Of course, I am filled with fear and anger at the political situation in the US, but we can’t forget about research and how it interplays with the innovation economy of the United States and other countries.
The short answer is that it takes longer than anyone thinks to get to deployment, and so sustained steady funding is necessary.
Here is a little example with a contribution (my first and last for this field) that I made 40 years ago, to a field that is now at the center of drones, agricultural robots, mobile robots, and geometric data modeling. But it took thirty years to start to get to be practical, and only now it is driving new applications every day.

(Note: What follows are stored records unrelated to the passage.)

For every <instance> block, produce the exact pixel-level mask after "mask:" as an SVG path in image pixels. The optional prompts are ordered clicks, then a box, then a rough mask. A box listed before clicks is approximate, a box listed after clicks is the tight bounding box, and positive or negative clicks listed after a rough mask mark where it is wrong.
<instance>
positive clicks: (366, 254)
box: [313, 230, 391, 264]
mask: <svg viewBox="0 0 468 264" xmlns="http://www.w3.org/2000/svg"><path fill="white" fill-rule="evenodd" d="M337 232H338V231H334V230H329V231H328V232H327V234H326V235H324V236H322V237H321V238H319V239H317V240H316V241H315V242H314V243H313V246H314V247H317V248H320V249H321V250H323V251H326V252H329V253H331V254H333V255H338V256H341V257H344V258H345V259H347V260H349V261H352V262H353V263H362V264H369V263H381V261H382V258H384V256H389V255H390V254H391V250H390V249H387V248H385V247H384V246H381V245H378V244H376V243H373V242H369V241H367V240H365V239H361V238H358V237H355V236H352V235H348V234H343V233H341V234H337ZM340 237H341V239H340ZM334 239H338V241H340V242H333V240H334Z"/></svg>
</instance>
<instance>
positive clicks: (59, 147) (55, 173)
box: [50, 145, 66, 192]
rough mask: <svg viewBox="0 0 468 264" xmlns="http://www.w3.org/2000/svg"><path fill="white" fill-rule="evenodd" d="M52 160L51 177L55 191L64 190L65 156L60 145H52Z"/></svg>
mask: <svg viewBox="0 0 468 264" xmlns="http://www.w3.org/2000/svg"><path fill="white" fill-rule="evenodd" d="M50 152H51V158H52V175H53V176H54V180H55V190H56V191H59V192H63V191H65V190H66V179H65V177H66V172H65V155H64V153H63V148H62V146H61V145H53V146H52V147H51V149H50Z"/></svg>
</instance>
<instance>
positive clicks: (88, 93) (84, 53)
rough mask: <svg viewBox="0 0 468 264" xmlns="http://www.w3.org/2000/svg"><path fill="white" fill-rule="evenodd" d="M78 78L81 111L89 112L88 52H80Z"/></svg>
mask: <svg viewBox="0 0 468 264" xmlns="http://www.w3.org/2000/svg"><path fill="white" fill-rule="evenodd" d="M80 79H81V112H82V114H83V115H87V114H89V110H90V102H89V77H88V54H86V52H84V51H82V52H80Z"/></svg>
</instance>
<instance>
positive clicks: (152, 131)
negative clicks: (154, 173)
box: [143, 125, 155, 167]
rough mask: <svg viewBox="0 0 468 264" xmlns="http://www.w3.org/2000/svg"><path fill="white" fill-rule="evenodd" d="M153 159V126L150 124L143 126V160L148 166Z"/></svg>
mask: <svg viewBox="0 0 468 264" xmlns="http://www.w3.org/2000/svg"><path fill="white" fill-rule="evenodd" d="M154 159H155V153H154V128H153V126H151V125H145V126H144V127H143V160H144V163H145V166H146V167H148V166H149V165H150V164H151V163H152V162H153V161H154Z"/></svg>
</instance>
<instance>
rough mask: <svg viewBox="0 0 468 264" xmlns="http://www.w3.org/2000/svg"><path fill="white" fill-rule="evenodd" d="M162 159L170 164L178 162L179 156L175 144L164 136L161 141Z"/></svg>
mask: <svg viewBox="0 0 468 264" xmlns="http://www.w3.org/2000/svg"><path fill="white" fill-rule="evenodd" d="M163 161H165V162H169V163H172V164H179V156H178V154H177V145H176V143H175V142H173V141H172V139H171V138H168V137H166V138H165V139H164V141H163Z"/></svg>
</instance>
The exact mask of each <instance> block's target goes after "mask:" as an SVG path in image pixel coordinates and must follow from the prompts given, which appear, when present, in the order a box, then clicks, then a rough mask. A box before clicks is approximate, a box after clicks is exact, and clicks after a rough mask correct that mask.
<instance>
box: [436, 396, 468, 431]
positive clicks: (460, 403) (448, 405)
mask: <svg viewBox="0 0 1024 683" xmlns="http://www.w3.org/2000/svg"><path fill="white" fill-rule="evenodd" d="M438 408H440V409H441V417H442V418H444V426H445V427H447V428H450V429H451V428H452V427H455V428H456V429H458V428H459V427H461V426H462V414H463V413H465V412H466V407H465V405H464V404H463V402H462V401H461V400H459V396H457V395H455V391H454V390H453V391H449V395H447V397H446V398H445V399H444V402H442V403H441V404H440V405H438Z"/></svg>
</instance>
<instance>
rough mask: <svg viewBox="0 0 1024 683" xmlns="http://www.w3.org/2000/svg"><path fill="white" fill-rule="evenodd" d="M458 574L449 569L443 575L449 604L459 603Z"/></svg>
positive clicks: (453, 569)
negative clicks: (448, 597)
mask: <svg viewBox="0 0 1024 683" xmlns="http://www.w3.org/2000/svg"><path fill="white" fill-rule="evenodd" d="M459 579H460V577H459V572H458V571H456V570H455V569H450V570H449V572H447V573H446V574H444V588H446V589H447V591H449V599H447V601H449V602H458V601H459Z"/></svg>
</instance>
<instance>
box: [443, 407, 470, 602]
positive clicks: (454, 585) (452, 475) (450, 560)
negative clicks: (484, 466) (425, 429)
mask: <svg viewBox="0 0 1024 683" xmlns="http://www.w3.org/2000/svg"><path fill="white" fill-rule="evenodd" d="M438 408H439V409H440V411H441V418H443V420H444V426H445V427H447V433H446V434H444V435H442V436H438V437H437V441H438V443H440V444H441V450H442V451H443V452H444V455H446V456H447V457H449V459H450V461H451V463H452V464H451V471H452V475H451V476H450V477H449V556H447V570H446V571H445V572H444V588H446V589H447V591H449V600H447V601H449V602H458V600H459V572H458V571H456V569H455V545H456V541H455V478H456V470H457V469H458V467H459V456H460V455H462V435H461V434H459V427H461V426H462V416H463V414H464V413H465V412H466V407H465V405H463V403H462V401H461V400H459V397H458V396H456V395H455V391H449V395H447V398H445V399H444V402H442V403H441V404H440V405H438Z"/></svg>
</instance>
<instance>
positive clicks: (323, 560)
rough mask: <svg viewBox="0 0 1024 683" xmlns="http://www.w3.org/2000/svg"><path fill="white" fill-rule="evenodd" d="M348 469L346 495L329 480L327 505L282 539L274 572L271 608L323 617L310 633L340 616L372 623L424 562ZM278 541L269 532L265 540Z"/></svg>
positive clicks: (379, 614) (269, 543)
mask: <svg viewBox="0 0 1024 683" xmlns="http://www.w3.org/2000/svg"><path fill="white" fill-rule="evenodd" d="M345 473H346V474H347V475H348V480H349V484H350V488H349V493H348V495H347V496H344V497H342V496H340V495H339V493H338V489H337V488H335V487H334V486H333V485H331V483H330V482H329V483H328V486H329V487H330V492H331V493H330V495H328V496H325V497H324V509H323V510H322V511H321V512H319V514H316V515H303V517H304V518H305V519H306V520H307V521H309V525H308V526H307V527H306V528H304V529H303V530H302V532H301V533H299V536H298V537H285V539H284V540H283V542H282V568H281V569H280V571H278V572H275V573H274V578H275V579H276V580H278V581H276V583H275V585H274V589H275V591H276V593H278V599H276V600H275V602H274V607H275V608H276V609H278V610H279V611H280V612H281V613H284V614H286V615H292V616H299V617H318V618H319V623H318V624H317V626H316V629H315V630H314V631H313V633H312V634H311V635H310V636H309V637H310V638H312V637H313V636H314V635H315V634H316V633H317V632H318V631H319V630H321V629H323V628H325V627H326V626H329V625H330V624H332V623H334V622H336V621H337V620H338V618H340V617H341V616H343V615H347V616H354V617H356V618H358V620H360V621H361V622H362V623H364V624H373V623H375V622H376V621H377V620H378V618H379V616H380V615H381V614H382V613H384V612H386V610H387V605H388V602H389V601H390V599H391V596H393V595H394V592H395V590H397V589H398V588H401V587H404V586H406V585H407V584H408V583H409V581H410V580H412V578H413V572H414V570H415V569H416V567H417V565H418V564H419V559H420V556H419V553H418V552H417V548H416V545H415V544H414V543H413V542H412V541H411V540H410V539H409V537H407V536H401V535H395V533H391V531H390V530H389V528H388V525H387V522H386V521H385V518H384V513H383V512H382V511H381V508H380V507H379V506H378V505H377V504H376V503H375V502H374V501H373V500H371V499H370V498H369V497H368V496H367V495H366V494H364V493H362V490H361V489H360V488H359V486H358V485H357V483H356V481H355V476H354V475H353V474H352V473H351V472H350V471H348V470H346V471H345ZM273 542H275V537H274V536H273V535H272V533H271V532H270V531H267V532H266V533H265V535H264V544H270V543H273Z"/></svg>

March 1985 in St Louis, the IEEE ICRA (International Conference on Robotics and Automation). I published an invited, unrefereed, paper “Visual Map Making for a Mobile Robot”. At the same conference my friends in Toulouse, Raja Chatila and Jean-Paul Laumond had a paper “Position referencing and consistent world modeling for mobile robots”. We were both surprised by the others’ paper as we had invented the same thing, loop closing, which is the basis for SLAM (Simultaneous Localization and Mapping). I used vision (with no actual experiments), they used sonar, with experiments. They had a really quite bad way of making geometric inferences from the closing of a loop (the robot wanders around recording its position relative to obstacles as its position estimate drifts, and then it recognizes it is at a place it was in before and significantly corrects its estimate of where it must have been for all its intermediate observations). I had a much much much worse geometric inference mechanism. This inspired Randall Smith and Peter Cheeseman to chastise us (as is the way it works in science) for our stupidity and in 1986 publish a paper “On the Representation and Estimation of Spatial Uncertainty“, which made the idea practical-ish.
For the next 20 years, hundreds (certainly, perhaps more) people worked on really making it practical. But still, early this century, my hopeful “visual” map making was not really practical, 1-D Lidar worked-ish. Now with cheap GPUs by the hundreds, on cheap silicon, driven by the need for deep learning inference, it is practical at large scale. It is what makes my current company remotely possible.
Deployment at scale takes so much longer than anyone ever imagines. If you see someone with a new technology that is a barely working lab demo with PhD students baby-sitting it behind the scenes, and the they say it is going to change the world in two years, just laugh.